Fine-Grained Knowledge Structuring and Retrieval for Visual Question Answering
Zhengxuan Zhang, Yin Wu, Yuyu Luo, Nan Tang

TL;DR
This paper introduces a structured approach to organize and retrieve fine-grained multimodal knowledge units for VQA, significantly improving retrieval accuracy and reasoning in multimodal large language models.
Contribution
It proposes a novel knowledge structuring method and a retrieval-augmented framework (KU-RAG) that enhances VQA performance by systematic knowledge management and integration.
Findings
Outperforms existing KB-VQA methods across four benchmarks
Achieves an average of 3% performance improvement, up to 11% in best case
Enhances reasoning capabilities through knowledge correction chain
Abstract
Visual Question Answering (VQA) focuses on providing answers to natural language questions by utilizing information from images. Although cutting-edge multimodal large language models (MLLMs) such as GPT-4o achieve strong performance on VQA tasks, they frequently fall short in accessing domain-specific or the latest knowledge.
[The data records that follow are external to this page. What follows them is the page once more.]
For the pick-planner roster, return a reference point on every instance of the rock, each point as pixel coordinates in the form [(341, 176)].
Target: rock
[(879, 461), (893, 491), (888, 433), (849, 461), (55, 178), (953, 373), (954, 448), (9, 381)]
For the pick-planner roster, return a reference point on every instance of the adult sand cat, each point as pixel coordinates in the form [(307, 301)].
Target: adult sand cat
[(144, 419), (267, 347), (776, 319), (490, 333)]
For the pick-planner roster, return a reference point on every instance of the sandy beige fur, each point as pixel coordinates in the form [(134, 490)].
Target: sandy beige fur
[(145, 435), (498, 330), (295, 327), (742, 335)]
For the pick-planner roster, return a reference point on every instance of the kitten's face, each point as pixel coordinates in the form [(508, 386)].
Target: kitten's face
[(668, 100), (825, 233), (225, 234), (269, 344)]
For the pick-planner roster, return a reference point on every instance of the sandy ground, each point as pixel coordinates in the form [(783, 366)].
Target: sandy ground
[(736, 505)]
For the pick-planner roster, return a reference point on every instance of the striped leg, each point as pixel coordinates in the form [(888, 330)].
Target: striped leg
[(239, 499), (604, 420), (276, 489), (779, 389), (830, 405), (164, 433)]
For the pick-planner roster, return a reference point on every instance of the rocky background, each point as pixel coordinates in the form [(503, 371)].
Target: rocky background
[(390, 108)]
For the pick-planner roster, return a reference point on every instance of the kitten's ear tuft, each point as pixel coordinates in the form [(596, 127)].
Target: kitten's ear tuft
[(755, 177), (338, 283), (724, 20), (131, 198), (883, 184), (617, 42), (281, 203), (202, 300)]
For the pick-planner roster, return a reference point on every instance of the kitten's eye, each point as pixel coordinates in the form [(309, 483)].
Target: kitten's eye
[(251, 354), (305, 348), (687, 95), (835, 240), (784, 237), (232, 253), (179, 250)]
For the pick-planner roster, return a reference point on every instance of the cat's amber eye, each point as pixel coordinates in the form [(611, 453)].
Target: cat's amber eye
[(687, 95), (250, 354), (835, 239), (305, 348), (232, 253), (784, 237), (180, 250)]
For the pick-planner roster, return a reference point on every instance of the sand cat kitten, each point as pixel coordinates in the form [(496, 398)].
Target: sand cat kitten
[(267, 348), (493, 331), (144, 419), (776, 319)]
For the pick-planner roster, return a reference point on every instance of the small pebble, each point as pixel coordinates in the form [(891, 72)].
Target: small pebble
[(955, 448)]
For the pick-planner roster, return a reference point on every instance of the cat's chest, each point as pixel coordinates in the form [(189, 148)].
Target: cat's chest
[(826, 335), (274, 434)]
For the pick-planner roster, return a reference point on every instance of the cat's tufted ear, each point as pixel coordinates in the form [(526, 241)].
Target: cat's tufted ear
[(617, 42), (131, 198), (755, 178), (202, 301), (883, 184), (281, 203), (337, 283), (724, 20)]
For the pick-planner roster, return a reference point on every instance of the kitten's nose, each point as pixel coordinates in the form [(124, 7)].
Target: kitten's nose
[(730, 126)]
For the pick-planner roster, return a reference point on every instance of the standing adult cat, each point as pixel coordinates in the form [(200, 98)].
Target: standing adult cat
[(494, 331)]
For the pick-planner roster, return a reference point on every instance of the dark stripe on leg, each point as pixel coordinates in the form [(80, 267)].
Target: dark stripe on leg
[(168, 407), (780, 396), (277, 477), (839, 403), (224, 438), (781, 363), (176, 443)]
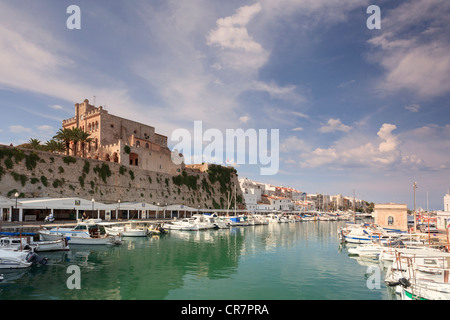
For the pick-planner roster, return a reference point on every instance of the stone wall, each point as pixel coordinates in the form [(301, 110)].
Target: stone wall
[(392, 216), (43, 174)]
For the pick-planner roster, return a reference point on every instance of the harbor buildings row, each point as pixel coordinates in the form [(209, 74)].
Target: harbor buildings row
[(262, 197)]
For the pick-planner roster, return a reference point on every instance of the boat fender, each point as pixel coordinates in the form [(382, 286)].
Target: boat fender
[(33, 257), (404, 282)]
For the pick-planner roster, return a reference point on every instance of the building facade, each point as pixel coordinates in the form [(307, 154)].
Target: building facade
[(121, 140), (391, 216)]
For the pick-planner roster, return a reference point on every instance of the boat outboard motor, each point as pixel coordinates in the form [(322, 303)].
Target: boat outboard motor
[(33, 257), (49, 218), (402, 282)]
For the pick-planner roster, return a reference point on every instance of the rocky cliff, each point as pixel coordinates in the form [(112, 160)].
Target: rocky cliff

To mitigate this issue, retrieval-augmented generation (RAG) leveraging external knowledge bases (KBs), referred to as KB-VQA, emerges as a promising approach. Nevertheless, conventional unimodal retrieval techniques, which translate images into textual descriptions, often result in the loss of critical visual details. To address these challenges, this study presents two key innovations. First, we introduce fine-grained knowledge units that consist of multimodal data fragments (e.g. text fragments, entity images, and so on) in a structured manner. Rather than…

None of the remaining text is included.